22

I was reading this article: Get null == null in SQL

And the consensus is that when trying to test equality between two (nullable) sql columns, the right approach is:

where ((A=B) OR (A IS NULL AND B IS NULL))

When A and B are NULL, (A=B) still returns FALSE, since NULL is not equal to NULL. That is why the extra check is required.

What about when testing inequalities? Following from the above discussion, it made me think that to test inequality I would need to do something like:

WHERE ((A <> B) OR (A IS NOT NULL AND B IS NULL) OR (A IS NULL AND B IS NOT NULL))

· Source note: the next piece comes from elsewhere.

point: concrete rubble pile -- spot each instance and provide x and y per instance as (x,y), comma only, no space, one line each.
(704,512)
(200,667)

However, I noticed that that is not necessary (at least not on informix 11.5), and I can just do:

where (A<>B)

If A and B are NULL, this returns FALSE. If NULL is not equal to NULL, then shouldn't this return TRUE?

EDIT
These are all good answers, but I think my question was a little vague. Allow me to rephrase:

Given that either A or B can be NULL, is it enough to check their inequality with

where (A<>B)

Or do I need to explicitly check it like this:

WHERE ((A <> B) OR (A IS NOT NULL AND B IS NULL) OR (A IS NULL AND B IS NOT NULL))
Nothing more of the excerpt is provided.